09-11 Jul 2009

Principal investigator: Dr. Carsten Bonnemann
Co-organizers: Dr. Anne Rutkowski and Patrick May, Cure CMD
 
This unique conference will identify and initiate opportunities for translational research in the congenital muscular dystrophies (CMDs).  The primary goal of the conference is to address, evaluate and achieve consensus on therapeutic targets in the CMDs by bringing together experts ranging from basic science to clinical trial design in rare disorders. A successful outcome will lead to the construction of a roadmap and investment “portfolio” based on the identification of short term, mid term and long range scientific targets and their subsequent development into treatment strategies with strong translational potential.
 
Based on the current understanding of possible therapeutic targets and conceivable therapeutic strategies, topics will be grouped into the following core areas: apoptosis (mechanism and control), atrophy, endurance/exercise pathways, fibrosis and extracellular matrix control, inflammatory mediators, virally mediated gene delivery and mutation directed therapy, upregulation of glyscosylation, and stem and satellite cell based therapy (replacement therapy and pharmacologic manipulation of regenerative and proliferative potential).

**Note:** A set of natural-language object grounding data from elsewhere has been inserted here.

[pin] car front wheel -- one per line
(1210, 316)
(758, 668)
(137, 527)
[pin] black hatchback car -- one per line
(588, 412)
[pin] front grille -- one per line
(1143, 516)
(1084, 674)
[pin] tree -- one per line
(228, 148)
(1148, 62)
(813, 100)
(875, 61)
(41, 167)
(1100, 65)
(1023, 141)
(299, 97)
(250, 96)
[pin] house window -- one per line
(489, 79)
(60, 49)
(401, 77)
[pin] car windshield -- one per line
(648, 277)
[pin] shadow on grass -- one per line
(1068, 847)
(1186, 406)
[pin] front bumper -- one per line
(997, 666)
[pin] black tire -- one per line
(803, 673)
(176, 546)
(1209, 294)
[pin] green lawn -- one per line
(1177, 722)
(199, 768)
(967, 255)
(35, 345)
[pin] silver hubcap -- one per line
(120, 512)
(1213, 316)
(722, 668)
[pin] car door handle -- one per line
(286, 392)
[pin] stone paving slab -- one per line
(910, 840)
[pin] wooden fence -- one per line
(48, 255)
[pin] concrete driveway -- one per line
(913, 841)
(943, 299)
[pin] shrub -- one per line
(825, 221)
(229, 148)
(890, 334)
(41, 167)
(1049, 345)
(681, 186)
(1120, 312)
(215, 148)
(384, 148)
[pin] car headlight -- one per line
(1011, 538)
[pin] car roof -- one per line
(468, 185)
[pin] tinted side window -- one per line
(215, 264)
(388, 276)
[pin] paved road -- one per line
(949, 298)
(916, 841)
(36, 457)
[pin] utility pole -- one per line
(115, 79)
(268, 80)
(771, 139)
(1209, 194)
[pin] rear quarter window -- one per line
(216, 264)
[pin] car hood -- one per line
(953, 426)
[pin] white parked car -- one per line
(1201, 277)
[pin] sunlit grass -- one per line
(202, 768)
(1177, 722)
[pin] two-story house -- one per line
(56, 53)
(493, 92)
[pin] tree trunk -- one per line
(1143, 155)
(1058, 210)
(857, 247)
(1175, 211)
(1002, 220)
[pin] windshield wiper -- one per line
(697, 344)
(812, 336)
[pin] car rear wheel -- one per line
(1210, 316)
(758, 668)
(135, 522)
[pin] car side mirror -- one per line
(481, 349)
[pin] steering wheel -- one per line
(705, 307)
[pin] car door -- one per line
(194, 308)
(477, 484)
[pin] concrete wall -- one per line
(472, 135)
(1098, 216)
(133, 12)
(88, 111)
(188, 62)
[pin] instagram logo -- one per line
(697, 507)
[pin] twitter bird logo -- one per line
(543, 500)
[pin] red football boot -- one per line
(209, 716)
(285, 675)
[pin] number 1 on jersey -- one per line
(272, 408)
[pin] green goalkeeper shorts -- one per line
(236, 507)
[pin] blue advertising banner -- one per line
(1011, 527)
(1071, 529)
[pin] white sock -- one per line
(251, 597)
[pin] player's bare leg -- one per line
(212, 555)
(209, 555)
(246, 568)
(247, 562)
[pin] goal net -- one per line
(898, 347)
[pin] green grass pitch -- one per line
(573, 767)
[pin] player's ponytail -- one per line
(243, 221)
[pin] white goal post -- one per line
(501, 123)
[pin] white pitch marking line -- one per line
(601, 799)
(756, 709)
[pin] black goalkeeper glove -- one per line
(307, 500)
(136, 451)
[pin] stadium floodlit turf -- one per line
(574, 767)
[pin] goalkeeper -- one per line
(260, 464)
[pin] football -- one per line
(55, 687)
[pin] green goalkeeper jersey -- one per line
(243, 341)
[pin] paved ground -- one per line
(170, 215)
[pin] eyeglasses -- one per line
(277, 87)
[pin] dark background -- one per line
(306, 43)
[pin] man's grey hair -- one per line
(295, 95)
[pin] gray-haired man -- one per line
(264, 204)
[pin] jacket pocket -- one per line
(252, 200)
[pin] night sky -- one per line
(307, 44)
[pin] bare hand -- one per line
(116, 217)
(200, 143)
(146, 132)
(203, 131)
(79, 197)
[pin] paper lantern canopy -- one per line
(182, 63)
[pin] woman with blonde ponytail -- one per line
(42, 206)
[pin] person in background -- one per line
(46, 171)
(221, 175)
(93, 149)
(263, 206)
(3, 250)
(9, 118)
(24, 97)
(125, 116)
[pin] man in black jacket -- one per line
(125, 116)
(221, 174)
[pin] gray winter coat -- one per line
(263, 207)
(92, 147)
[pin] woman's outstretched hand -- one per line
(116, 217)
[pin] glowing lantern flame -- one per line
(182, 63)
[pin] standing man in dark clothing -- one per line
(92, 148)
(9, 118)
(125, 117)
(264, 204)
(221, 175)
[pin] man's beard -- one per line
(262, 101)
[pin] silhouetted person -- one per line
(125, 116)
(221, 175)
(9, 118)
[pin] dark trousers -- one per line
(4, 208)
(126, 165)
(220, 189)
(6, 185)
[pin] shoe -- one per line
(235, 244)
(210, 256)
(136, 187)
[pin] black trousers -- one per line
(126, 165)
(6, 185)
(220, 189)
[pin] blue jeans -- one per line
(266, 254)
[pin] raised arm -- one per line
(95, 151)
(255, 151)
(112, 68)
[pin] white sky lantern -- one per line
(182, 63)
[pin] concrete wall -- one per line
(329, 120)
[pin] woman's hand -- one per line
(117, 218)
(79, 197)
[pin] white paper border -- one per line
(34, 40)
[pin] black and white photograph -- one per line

Strengths and weaknesses of current clinical and basic science resources will be identified, including: available animal models, assays, patient registries, biorepositories and existing clinical trial networks. Expert clinicians with participation from an FDA representative  will guide discussion germane to clinical trial design options in rare disease to develop and adapt strategies for efficient implementation of smaller clinical trials as well as open pilot trials. Related to this, an additional core area will focus on the development of outcome measures, biomarkers and the development of additional tools such as quality of life measurements. 

Select pharmaceutical company participation will bridge current basic science research to industry based pharmaceutical development.  MDA, NIH and TREAT-NMD representation will help broaden the perspective and synergize collaborative networks for future funding requests focused on CMD Translational Targets.